Amarilis menjatuhkan tubuhnya ke lantai saat rasa panasnya mulai menjalar ke lengan-lengannya, ke kaki-kakinya, dan terakhir ke kepalanya. Ia berharap dinginnya lantai dapat sedikit mengurangi rasa panas di tubuhnya. Tarikan napas Amarilis semakin berat dan tidak beraturan. Kepalanya terasa mendidih. Lehernya yang terbakar tak memungkinkannya untuk berteriak melampiaskan rasa sakit yang dideritanya. Entah sejak kapan tepatnya ia tak sadarkan diri.
***
"Bangun! Amarilis!" Seru Master Zaida. Tepukan ringannya di pipi Amarilis mengumpulkan perlahan kesadaran Amarilis yang sempat mengilang.
"Mas...ter?" Suara Amarilis masih serak dan tenggorokannya memang terasa sakit. Rasa panas membakar itu seolah tak pernah ada, tapi tubuhnya terasa sakit, seperti habis berolah raga berat tanpa pemanasan.
Ia memerhatikan sekitarnya. Ia masih di flat itu.
"SURI!" Serunya, yang terbayangkan pertama kali olehnya adalah Suri.
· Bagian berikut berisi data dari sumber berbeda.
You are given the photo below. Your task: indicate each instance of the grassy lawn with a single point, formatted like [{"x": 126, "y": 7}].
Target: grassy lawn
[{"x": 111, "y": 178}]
Seketika Amarilis bangkit dan mendapati Suri, masih sama seperti saat sebelum ia pingsan tadi.
"Sssshhh!! Jangan ribut! Dia sudah melewati masa kritisnya. Suri memang terlihat tak sepucat tadi. Pipinya tak lagi seputih kapur dan bibirnya merona. Amarilis menghela napas lega melihatnya.
"Berapa lama aku...?" Tanya Amarilis sambil memegangi kepalanya yang masih terasa aneh. Ia mendapati lengan bajunya jadi jauh lebih panjang dari sebelumnya. Lengannya juga terasa... begitu kecil?
"Tidak lama, paling tidak dua jam" Jawab Master Zaida santai.
Amarilis melihat ke arah kakinya. Pakaian yang ia kenakan benar-benar kebesaran. Semuanya.
Dengan segera ia menyadari apa yang terjadi. Ia langsung berlari ke arah cermin dan mendapati ia telah kembali ke tubuh aslinya. Anak-anak.
"Mustahil!" Serunya melihat wajahnya kembali jadi wajahnya yang dulu. Rambutnya, tinggi tubuhnya... semuanya. "tidak mungkin! Ramuan penukar tak ada penawarnya!"
Master Zaida tertawa mendengarnya. Ia sangat menikmati saat tipuannya selama ini tak diketahui muridnya itu.
"Kau pikir kau bisa membuat ramuan perubahan semudah itu, hah? Aku tak mungkin meletakan resep ramuan seberbahaya itu di laci di ruanganku, Amarilis. Aku jadi bingung sebenarnya kau ini jenius atau apa?"
Amarilis membelalakkan mata mendengar penuturan sang Master.